Caro Don Lao,
fin dall'inizio ti sei presentato icona del Padre misericordioso, quando hai cominciato a salutare con l'abbraccio delle tue larghe braccia tutti noi, senza distinzione se non per una preferenza particolare per i bambini, i malati, gli anziani e i più poveri.
Ci hai insegnato a non aver paura ad andare incontro alla gente, ad andare in periferia (come dirà papa Francesco), ad esprimere segni di tenerezza e di affetto.
La porta della canonica ha cominciato ad aprirsi alle tante persone, schiacciate da bisogni materiali e spirituali, che hanno sempre trovato in te sostegno e conforto.
Hai cominciato subito a parlarci dell'amore di Dio, della sua misericordia non con frasi fatte, ma come uno che ne fa continuamente esperienza, perché sta sempre con Lui (anticipando in modo profetico papa Benedetto e papa Francesco).

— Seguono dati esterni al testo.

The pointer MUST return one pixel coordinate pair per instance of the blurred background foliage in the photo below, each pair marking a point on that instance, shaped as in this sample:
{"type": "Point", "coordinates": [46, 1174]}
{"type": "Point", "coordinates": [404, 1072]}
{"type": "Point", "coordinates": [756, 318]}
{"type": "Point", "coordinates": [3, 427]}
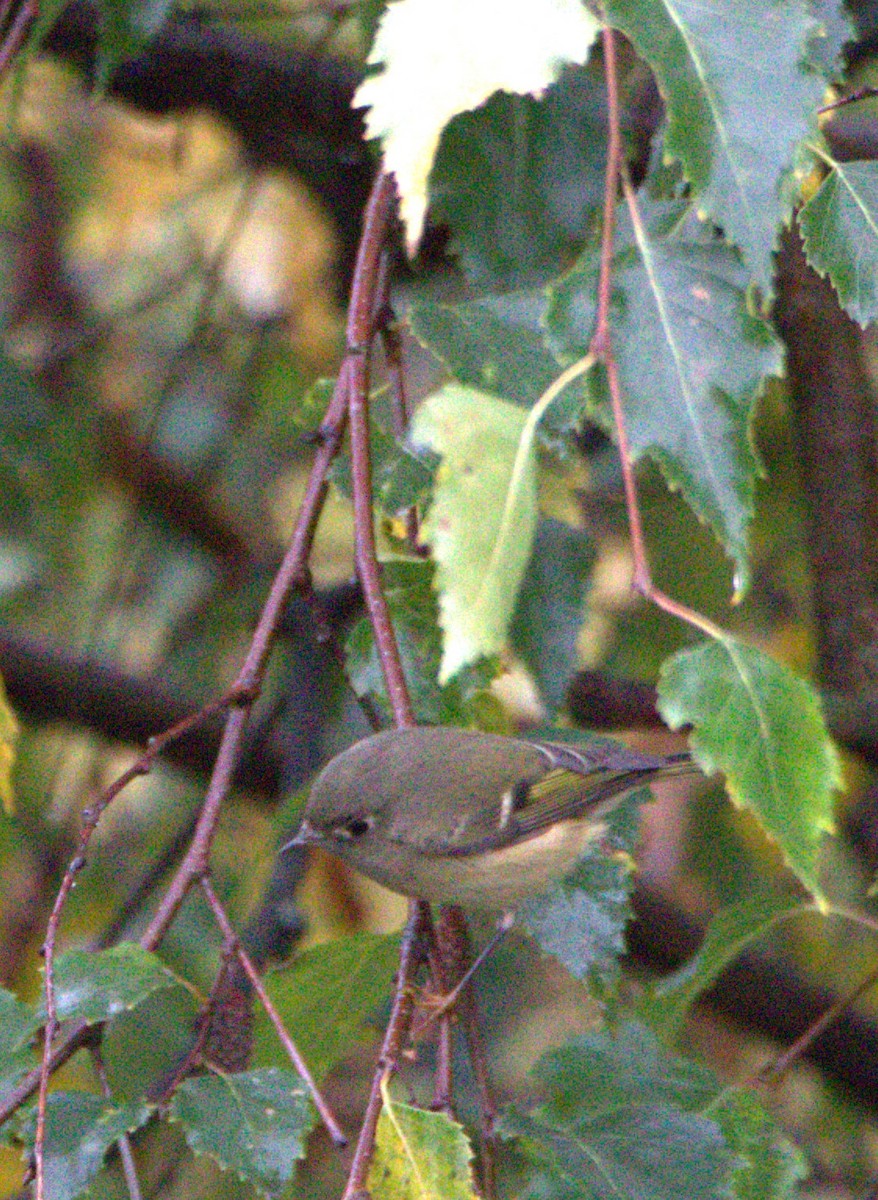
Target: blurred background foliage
{"type": "Point", "coordinates": [170, 294]}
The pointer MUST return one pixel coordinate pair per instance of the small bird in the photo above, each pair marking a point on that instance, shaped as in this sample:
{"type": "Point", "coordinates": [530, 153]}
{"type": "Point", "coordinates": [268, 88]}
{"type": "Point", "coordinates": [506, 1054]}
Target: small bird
{"type": "Point", "coordinates": [457, 816]}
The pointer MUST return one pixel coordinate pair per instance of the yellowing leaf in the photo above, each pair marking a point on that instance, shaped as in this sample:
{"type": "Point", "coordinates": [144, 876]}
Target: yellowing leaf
{"type": "Point", "coordinates": [446, 57]}
{"type": "Point", "coordinates": [419, 1156]}
{"type": "Point", "coordinates": [8, 732]}
{"type": "Point", "coordinates": [482, 520]}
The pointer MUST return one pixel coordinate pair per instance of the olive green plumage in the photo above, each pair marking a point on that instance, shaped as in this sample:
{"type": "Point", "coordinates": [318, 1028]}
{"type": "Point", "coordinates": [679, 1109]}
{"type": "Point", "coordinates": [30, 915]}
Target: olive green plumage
{"type": "Point", "coordinates": [456, 816]}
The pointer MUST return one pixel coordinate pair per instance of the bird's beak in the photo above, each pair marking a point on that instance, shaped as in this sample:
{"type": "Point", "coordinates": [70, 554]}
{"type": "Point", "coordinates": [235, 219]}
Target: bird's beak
{"type": "Point", "coordinates": [306, 837]}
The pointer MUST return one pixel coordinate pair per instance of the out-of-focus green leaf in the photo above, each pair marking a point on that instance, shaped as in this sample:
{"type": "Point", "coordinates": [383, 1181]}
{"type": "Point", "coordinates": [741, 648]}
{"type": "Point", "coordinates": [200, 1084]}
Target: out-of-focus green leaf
{"type": "Point", "coordinates": [738, 101]}
{"type": "Point", "coordinates": [582, 921]}
{"type": "Point", "coordinates": [17, 1026]}
{"type": "Point", "coordinates": [254, 1123]}
{"type": "Point", "coordinates": [768, 1165]}
{"type": "Point", "coordinates": [125, 29]}
{"type": "Point", "coordinates": [551, 605]}
{"type": "Point", "coordinates": [668, 1000]}
{"type": "Point", "coordinates": [763, 727]}
{"type": "Point", "coordinates": [427, 79]}
{"type": "Point", "coordinates": [497, 343]}
{"type": "Point", "coordinates": [328, 995]}
{"type": "Point", "coordinates": [833, 30]}
{"type": "Point", "coordinates": [691, 360]}
{"type": "Point", "coordinates": [95, 987]}
{"type": "Point", "coordinates": [840, 229]}
{"type": "Point", "coordinates": [518, 183]}
{"type": "Point", "coordinates": [482, 519]}
{"type": "Point", "coordinates": [400, 477]}
{"type": "Point", "coordinates": [621, 1122]}
{"type": "Point", "coordinates": [420, 1156]}
{"type": "Point", "coordinates": [414, 612]}
{"type": "Point", "coordinates": [79, 1131]}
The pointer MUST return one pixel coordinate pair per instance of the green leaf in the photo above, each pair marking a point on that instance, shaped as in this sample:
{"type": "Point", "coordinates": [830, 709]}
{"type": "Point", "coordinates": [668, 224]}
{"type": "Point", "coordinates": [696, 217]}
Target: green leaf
{"type": "Point", "coordinates": [8, 735]}
{"type": "Point", "coordinates": [94, 987]}
{"type": "Point", "coordinates": [17, 1026]}
{"type": "Point", "coordinates": [125, 29]}
{"type": "Point", "coordinates": [551, 606]}
{"type": "Point", "coordinates": [667, 1001]}
{"type": "Point", "coordinates": [840, 231]}
{"type": "Point", "coordinates": [79, 1131]}
{"type": "Point", "coordinates": [497, 343]}
{"type": "Point", "coordinates": [519, 181]}
{"type": "Point", "coordinates": [328, 995]}
{"type": "Point", "coordinates": [254, 1123]}
{"type": "Point", "coordinates": [621, 1122]}
{"type": "Point", "coordinates": [691, 360]}
{"type": "Point", "coordinates": [482, 519]}
{"type": "Point", "coordinates": [768, 1167]}
{"type": "Point", "coordinates": [762, 727]}
{"type": "Point", "coordinates": [582, 921]}
{"type": "Point", "coordinates": [400, 477]}
{"type": "Point", "coordinates": [738, 101]}
{"type": "Point", "coordinates": [414, 612]}
{"type": "Point", "coordinates": [833, 30]}
{"type": "Point", "coordinates": [420, 1156]}
{"type": "Point", "coordinates": [426, 78]}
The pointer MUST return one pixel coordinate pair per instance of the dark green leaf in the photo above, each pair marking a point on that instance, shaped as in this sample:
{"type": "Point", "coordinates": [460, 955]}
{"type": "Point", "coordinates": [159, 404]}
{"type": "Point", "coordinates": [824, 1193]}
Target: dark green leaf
{"type": "Point", "coordinates": [738, 101]}
{"type": "Point", "coordinates": [623, 1122]}
{"type": "Point", "coordinates": [79, 1131]}
{"type": "Point", "coordinates": [328, 995]}
{"type": "Point", "coordinates": [768, 1167]}
{"type": "Point", "coordinates": [401, 478]}
{"type": "Point", "coordinates": [763, 727]}
{"type": "Point", "coordinates": [582, 921]}
{"type": "Point", "coordinates": [96, 987]}
{"type": "Point", "coordinates": [125, 28]}
{"type": "Point", "coordinates": [254, 1123]}
{"type": "Point", "coordinates": [519, 180]}
{"type": "Point", "coordinates": [691, 360]}
{"type": "Point", "coordinates": [668, 1000]}
{"type": "Point", "coordinates": [840, 229]}
{"type": "Point", "coordinates": [17, 1026]}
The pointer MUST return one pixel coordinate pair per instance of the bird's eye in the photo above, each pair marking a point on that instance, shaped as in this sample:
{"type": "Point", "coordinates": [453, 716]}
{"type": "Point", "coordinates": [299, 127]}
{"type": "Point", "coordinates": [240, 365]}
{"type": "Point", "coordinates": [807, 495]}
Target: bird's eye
{"type": "Point", "coordinates": [355, 827]}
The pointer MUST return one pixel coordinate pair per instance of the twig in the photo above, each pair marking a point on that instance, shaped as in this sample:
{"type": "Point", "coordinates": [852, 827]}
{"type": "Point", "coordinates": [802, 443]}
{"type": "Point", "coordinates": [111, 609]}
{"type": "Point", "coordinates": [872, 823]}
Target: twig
{"type": "Point", "coordinates": [234, 946]}
{"type": "Point", "coordinates": [379, 214]}
{"type": "Point", "coordinates": [601, 347]}
{"type": "Point", "coordinates": [16, 34]}
{"type": "Point", "coordinates": [242, 693]}
{"type": "Point", "coordinates": [194, 865]}
{"type": "Point", "coordinates": [90, 819]}
{"type": "Point", "coordinates": [773, 1073]}
{"type": "Point", "coordinates": [410, 957]}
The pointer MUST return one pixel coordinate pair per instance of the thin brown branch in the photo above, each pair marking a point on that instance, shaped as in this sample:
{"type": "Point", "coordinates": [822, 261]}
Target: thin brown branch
{"type": "Point", "coordinates": [817, 1029]}
{"type": "Point", "coordinates": [90, 819]}
{"type": "Point", "coordinates": [124, 1143]}
{"type": "Point", "coordinates": [364, 307]}
{"type": "Point", "coordinates": [194, 865]}
{"type": "Point", "coordinates": [233, 945]}
{"type": "Point", "coordinates": [410, 958]}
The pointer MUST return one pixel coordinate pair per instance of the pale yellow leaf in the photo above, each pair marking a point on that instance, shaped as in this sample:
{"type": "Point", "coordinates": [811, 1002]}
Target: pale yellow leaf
{"type": "Point", "coordinates": [8, 732]}
{"type": "Point", "coordinates": [446, 57]}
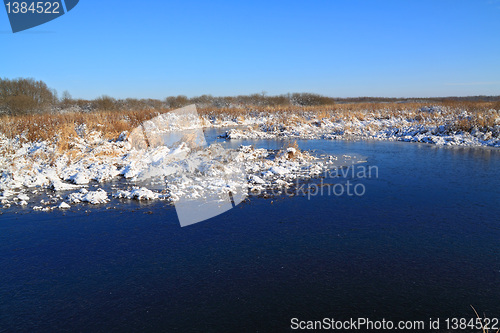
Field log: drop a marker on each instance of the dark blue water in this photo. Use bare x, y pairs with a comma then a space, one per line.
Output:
422, 242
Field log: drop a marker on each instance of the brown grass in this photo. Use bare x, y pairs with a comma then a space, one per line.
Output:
61, 128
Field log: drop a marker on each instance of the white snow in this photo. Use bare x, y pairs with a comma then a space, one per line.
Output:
94, 197
64, 205
183, 170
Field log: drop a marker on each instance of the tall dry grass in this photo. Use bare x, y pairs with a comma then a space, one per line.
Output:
63, 127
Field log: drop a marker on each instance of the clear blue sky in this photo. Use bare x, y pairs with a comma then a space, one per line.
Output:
338, 48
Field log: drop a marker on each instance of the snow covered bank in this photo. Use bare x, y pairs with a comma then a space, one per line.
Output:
143, 167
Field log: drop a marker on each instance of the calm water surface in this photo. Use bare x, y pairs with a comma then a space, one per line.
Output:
422, 242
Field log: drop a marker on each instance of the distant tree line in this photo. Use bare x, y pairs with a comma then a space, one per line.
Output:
25, 96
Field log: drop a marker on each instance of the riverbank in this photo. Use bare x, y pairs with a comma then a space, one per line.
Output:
62, 155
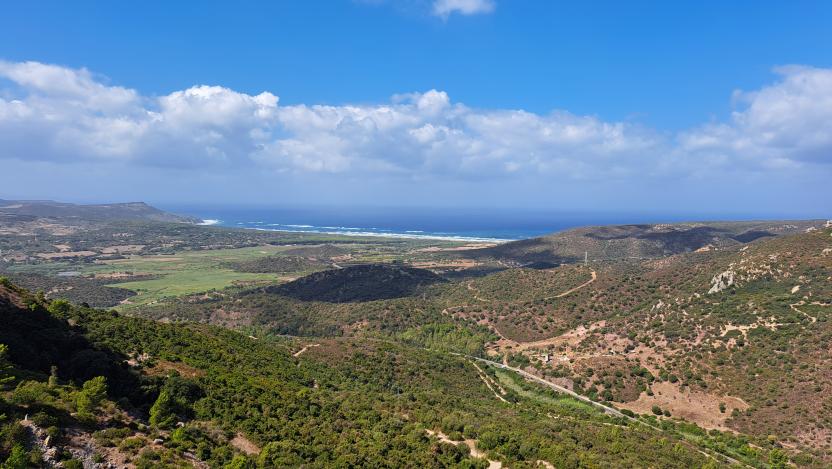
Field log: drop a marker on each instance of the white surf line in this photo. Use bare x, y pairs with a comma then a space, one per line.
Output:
373, 234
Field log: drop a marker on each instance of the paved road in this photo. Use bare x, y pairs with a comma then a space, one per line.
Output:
605, 408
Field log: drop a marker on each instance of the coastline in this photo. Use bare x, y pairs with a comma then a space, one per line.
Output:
361, 232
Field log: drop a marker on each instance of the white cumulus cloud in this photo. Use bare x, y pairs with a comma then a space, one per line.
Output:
445, 8
61, 115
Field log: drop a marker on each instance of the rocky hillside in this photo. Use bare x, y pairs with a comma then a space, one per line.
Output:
638, 241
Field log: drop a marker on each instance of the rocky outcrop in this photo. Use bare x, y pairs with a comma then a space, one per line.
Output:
722, 281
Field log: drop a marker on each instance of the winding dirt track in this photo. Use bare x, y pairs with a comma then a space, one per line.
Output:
573, 290
606, 409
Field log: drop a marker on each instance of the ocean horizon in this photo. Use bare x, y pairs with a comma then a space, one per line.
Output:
474, 225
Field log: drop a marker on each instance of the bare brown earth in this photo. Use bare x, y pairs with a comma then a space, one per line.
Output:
66, 254
695, 406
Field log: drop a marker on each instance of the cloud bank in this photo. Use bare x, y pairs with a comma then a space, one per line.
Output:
63, 116
445, 8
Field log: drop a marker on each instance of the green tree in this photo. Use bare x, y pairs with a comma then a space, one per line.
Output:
5, 367
240, 462
59, 307
18, 459
777, 459
163, 411
92, 393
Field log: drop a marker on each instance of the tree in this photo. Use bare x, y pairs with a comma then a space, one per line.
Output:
5, 366
92, 393
53, 376
18, 459
163, 411
777, 459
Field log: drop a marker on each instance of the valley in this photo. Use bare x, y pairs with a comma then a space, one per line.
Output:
708, 351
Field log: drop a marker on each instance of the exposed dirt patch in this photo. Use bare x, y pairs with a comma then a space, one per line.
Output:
696, 406
163, 367
122, 249
66, 254
245, 445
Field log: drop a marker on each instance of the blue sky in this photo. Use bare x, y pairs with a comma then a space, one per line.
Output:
421, 102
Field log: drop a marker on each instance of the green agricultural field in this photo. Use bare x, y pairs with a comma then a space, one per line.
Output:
186, 272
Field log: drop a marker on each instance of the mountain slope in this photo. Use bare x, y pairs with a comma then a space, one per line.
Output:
250, 402
27, 210
638, 241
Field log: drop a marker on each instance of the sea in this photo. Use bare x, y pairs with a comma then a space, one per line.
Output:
461, 224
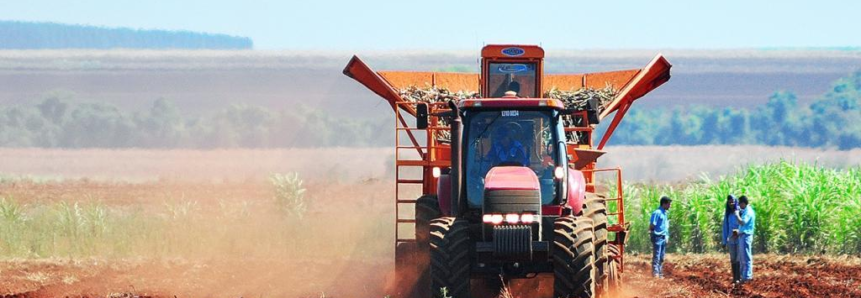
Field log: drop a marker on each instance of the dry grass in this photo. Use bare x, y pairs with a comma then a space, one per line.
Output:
237, 165
640, 163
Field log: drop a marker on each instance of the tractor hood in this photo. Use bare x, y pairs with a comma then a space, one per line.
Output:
511, 178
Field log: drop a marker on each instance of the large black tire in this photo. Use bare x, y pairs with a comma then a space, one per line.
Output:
573, 258
449, 251
595, 208
614, 275
427, 209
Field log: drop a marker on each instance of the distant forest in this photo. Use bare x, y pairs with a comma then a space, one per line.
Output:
57, 121
29, 35
831, 121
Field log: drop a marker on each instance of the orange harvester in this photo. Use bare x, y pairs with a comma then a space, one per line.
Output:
504, 192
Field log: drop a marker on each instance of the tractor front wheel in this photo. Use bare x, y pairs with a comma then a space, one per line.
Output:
595, 208
449, 252
573, 258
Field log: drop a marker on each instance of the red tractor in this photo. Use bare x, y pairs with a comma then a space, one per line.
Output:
507, 192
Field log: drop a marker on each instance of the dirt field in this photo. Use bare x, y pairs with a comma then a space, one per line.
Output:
209, 230
687, 276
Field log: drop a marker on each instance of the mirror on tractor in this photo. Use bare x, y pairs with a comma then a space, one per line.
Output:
422, 116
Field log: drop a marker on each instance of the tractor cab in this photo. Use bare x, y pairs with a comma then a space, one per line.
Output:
510, 68
512, 132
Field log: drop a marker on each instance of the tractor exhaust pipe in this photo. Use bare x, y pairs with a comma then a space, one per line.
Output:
455, 174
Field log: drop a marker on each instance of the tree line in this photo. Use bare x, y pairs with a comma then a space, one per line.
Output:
833, 120
30, 35
56, 122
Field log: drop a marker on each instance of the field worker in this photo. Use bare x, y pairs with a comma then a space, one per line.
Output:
729, 237
746, 218
659, 228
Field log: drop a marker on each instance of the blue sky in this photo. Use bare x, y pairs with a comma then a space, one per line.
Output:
466, 25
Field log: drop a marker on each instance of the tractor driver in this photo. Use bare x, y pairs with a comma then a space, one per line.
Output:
506, 151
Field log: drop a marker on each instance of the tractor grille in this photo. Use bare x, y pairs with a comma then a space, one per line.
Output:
513, 242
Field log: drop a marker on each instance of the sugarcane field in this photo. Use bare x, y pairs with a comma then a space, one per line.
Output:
430, 150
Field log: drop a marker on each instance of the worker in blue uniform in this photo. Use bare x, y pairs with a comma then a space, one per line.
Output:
746, 218
729, 235
659, 230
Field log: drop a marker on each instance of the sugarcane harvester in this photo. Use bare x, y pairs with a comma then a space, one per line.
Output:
508, 176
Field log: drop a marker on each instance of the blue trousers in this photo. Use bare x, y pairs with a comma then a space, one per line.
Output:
733, 252
745, 256
659, 249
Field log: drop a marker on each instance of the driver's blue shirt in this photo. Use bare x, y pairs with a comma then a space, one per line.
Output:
515, 152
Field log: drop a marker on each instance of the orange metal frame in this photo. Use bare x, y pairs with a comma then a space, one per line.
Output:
430, 154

Sei arrivato accompagnato dalla fama di un prete importante, molto colto e capace, per gli incarichi che avevi ricoperto e che ancora avevi. Ma tu, con noi, ti sei sempre rivestito di umiltà e hai cercato di insegnarla anche a noi. Quanti libretti di "detti dei Padri del deserto" hai regalato! Non solo, ma qui a Calerno, come dice S.Paolo di Gesù, hai imparato l'umiltà dalle cose che hai patito.
Ti chiediamo perdono per le tante delusioni e amarezze che hai dovuto sopportare per le nostre incomprensioni, chiusure di cuore, pigrizie, testardaggini, quando in troppo pochi abbiamo aderito alle tue proposte, sulle quali, comunque, tu non mollavi, perché le ritenevi fondamentali per la nostra vita: gli esercizi spirituali, l'adorazione Eucaristica, i centri di ascolto...
Ci hai chiamato con paziente insistenza alla conversione, regalando tante ore del tuo tempo in confessionale. Ci hai accompagnato nel nostro cammino spirituale con grande misericordia, con rispetto della nostra libertà e molta comprensioni per le situazioni difficili, indicandoci sempre come nostra guida Gesù, non la tua persona.
Hai vissuto sino alla fine quello che insegnavi: non giudicare, sta vicino, accompagna, dà testimonianza, prega: accoglienza per tutti, specie per i più poveri. Eri Tu la Caritas della parrocchia, perché i poveri volevi tenerli per te, perché erano anch'essi il tuo incontro continuo con Gesù. Hai vissuto in simbiosi con Cristo (come dice S.Paolo:"non son più io che vivo, ma Cristo vive in me"): Parola di Dio (a partire dalle 5 del mattino, perché "dopo - dicevi - non c'è più tempo"), poveri, Eucarestia: questa la tua giornata.
Sei stato la nostra pace: la tua paziente autorevolezza sapeva conciliare ogni divergenza d'opinioni e alla fine tutti lavoravamo insieme senza recriminazioni e malumori.
Poi l'umiliazione della malattia.
"Tutto per la mia parrocchia, tutto per i miei figli", dicevi all'ospedale, quando soffrivi terribilmente e chiedevi di tornare, comunque, ancora con noi, per essere nostro parroco sino alla fine e... anche oltre. Come ci sussurravi, sorridendo come uno che si appresta ad andare a una festa, qualche giorno fa: "si sta avvicinando il Paradiso, ... di là potrò aiutarvi ancora di più".
Chi ha avuto il dono di partecipare alle messe feriali degli ultimi mesi, quando tu,dal tuo letto celebravi la messa, ha potuto sperimentare che il tuo letto era l'altare su cui era immolato non solo il corpo di Cristo, ma anche il tuo, in un libero dono per tutti noi.
Grazie per il tuo sacerdozio, vissuto con fedeltà ed espresso sempre con gioia e riconoscenza per il dono ricevuto.
Grazie per esserti fatto così tanto strumento del perdono del Signore e per averci così tanto amato. Anche noi, pur nella nostra poca fedeltà, ti abbiamo voluto molto bene.